What are your earliest memories regarding being interested in art?

I was very arty as a child. I just loved drawing and sewing. I loved art at school, it was the main thing that I really liked.

My family did lots of creative things. My mum sewed, she would make all my clothes, my granny sewed and I still have her old sewing machine. It was just what we did in our family. My brothers were good at drawing, I was told that I good at drawing, so we really were a creative family.

It sounds like you were encouraged at home?

I was, but I don’t think it was anything like today where if your children are good at something artistic you might think they could make a career out of their artistic abilities. That wasn’t what parents were thinking when I was growing up. I think it was much more a natural thing which happened. No-one was thinking you could go and make a career in the arts.

My parents certainly didn’t say I shouldn’t do art or sewing, and even when I was saying things like I wanted to be a designer and work in London, they didn’t say I shouldn’t do that. I think in that way they were very supportive. I think my mum might have wanted me to be a teacher but they never stood in the way of the things I wanted to do.

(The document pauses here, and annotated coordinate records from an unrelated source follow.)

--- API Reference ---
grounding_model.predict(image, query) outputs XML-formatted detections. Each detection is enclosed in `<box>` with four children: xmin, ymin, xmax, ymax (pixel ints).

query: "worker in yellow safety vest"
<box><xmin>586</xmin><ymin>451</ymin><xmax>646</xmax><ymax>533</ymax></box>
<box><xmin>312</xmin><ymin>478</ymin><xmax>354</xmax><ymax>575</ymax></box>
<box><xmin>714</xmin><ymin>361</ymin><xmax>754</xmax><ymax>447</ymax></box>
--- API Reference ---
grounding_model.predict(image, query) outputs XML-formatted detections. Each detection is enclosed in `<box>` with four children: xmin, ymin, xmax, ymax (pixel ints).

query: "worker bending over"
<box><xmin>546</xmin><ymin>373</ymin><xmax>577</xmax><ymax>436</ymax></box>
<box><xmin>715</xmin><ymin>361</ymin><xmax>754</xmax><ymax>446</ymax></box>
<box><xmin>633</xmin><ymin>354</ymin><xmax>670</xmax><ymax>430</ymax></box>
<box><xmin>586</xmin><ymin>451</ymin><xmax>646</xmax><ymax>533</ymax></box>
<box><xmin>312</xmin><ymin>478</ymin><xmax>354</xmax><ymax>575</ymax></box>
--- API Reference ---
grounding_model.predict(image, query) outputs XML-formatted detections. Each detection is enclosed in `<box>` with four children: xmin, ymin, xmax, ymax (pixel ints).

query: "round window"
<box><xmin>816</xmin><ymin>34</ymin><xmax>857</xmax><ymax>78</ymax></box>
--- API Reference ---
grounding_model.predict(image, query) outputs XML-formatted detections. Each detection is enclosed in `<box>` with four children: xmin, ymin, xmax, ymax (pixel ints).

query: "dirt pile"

Were you encouraged at school?

Again I just always did art. If you didn’t want to do P.E. (Physical Education) for example, you could go to the art room and work on something, or you could go there and finish a project. No-one said you couldn’t do that and so I always found myself in the art room at school. My school encouraged you if the teachers knew you were creative.

You went to Art College?

I went to York Art College in the 1980’s and the designers I liked were people like Vivienne Westwood. The big thing for me was that I just wanted to be a designer and work in the fashion industry. I don’t think I liked, or was influenced by, any designers in particular.

Did you get taught technique and skills at Art College?

It was a fashion course and you would be given a project, you would research the project, you would be taught pattern cutting, and stitching and other skills, and you would be expected to produce garments.

After I graduated, I went to London and I found a job as a knitwear designer. My first job was on Carnaby Street; it was still where the fashion industry was based in London at that time. It was the place where the manufacturers were based, and that’s where I worked for a while.